Multivariate normals reduce to linear algebra: The transformation \(\mathbf{X} = \boldsymbol{\mu} + \mathbf{A}\mathbf{Z}\) connects random number generation to matrix factorization. Cholesky is the workhorse; eigendecomposition handles special cases.
Numerical care pays dividends: Guarding against \(\ln(0)\), handling ill-conditioned covariance matrices, and using stable algorithms prevent rare but catastrophic failures.
Transition to Rejection Sampling
Transformation methods require that we know an explicit transformation from uniforms (or normals) to the target distribution. But what if no such transformation exists? The gamma distribution, for instance, has no simple closed-form relationship to uniforms or normals (except for integer or half-integer shape parameters).
The next section introduces rejection sampling, a universal method that can generate samples from any distribution whose density we can evaluate. The idea is elegant: propose candidates from a simpler distribution and accept or reject them probabilistically. Rejection sampling trades universality for efficiency—it always works, but may require many attempts per accepted sample. Understanding when to use transformation methods versus rejection sampling is a key skill for the computational statistician.
Key Takeaways 📝
Box–Muller transform: Converts two Uniform(0,1) variates into two independent N(0,1) variates via \(Z_1 = \sqrt{-2\ln U_1}\cos(2\pi U_2)\), \(Z_2 = \sqrt{-2\ln U_1}\sin(2\pi U_2)\). Derivation uses polar coordinates and the Jacobian.

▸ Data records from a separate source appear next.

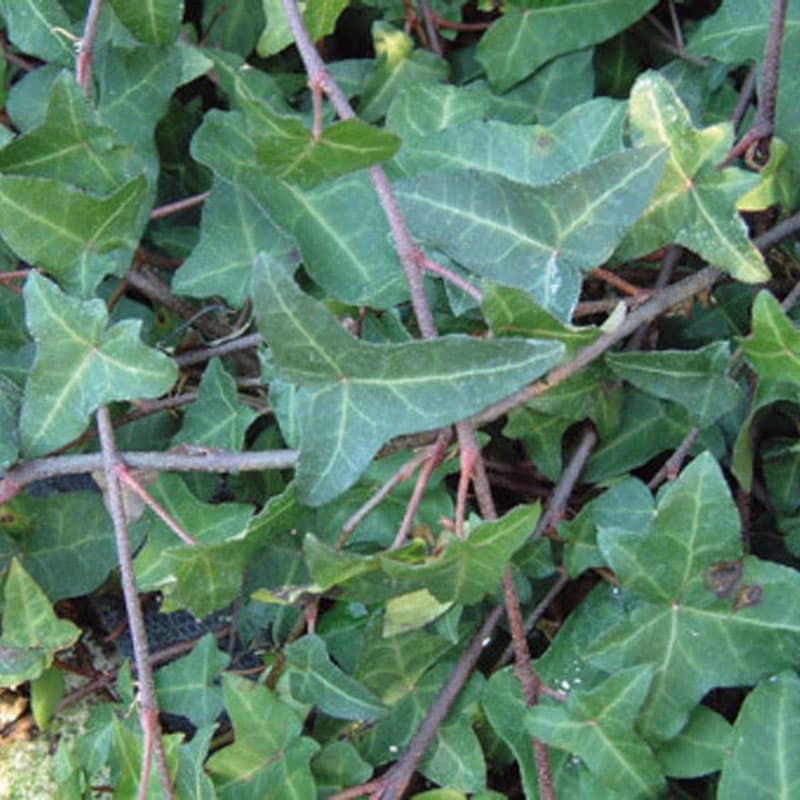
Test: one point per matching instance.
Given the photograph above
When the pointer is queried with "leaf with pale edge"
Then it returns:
(537, 238)
(773, 348)
(695, 379)
(313, 678)
(80, 364)
(762, 761)
(696, 632)
(598, 725)
(31, 630)
(55, 225)
(270, 757)
(695, 203)
(525, 38)
(355, 396)
(466, 571)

Polar (Marsaglia) method: Eliminates trigonometric functions by rejection sampling a uniform point on the unit circle. Expected 1.27 attempts per pair; faster in compiled code.
Ziggurat algorithm: Library-standard method achieving near-constant time through layered rectangles. Conceptually elegant but complex to implement correctly—use library versions.

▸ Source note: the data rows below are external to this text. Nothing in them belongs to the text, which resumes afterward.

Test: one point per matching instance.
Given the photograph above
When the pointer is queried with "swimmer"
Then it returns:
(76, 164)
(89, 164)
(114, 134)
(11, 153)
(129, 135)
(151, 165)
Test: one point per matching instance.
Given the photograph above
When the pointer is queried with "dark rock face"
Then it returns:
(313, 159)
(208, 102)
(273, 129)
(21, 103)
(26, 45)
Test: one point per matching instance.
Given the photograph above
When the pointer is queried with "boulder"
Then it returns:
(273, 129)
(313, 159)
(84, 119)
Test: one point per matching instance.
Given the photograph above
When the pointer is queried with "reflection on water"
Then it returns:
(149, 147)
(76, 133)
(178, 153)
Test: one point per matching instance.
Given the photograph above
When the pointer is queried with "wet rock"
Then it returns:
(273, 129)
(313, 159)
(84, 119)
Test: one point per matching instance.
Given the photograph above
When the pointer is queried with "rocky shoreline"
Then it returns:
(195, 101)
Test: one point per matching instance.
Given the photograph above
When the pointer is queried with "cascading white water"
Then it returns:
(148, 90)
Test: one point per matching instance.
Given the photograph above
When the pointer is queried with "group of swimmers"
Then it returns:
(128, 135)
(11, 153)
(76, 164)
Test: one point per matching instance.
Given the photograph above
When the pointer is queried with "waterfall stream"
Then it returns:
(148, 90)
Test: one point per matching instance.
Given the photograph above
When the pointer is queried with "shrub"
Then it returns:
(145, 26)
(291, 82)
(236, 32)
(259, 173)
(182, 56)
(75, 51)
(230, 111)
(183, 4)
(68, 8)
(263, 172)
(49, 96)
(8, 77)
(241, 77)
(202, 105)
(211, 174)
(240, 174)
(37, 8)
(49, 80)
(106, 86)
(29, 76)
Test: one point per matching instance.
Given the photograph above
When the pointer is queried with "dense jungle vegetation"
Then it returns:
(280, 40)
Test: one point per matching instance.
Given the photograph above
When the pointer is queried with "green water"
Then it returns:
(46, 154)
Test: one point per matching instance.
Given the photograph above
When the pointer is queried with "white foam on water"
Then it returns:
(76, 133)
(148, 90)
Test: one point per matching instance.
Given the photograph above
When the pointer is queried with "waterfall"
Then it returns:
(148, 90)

Distribution hierarchy: From N(0,1), derive \(\chi^2_\nu\) (sum of squares), \(t_\nu\) (ratio with chi-squared), \(F_{\nu_1,\nu_2}\) (chi-squared ratio), LogNormal (exponentiation), Rayleigh (Box–Muller radius), and Maxwell (3D magnitude).

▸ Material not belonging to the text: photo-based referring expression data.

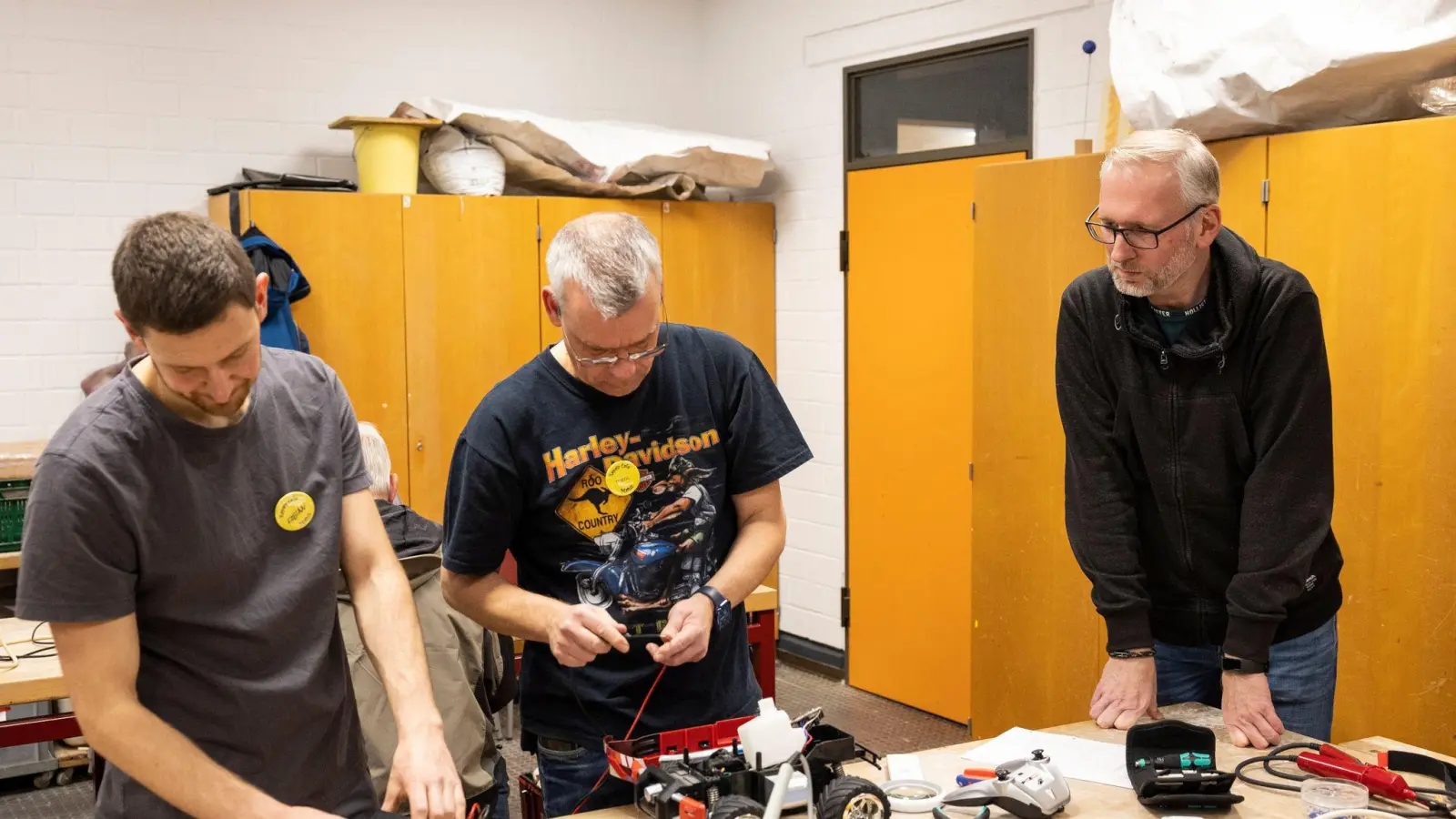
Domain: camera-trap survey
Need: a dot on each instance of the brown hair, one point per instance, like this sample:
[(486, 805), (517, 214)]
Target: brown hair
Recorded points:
[(178, 273)]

Infinite discrete distributions: Poisson via product of uniforms (\(O(\lambda)\)) or normal approximation (\(O(1)\) for large \(\lambda\)); Geometric via closed-form inverse CDF (\(O(1)\)); Negative Binomial via Geometric sums or Gamma-Poisson mixture.
Multivariate normal: \(\mathbf{X} = \boldsymbol{\mu} + \mathbf{A}\mathbf{Z}\) where \(\mathbf{A}\mathbf{A}^T = \boldsymbol{\Sigma}\). Use Cholesky for speed, eigendecomposition for robustness or PSD matrices.
Numerical stability: Guard against \(\ln(0)\) with
np.maximum(U, tiny). Handle ill-conditioned covariances with jitter or eigenvalue clamping. Always verify PSD property before factorization.Outcome alignment: Transformation methods (Learning Outcome 1) provide efficient, exact sampling for major distributions. Understanding the normal-to-derived-distribution hierarchy and infinite discrete methods is essential for simulation-based inference throughout the course.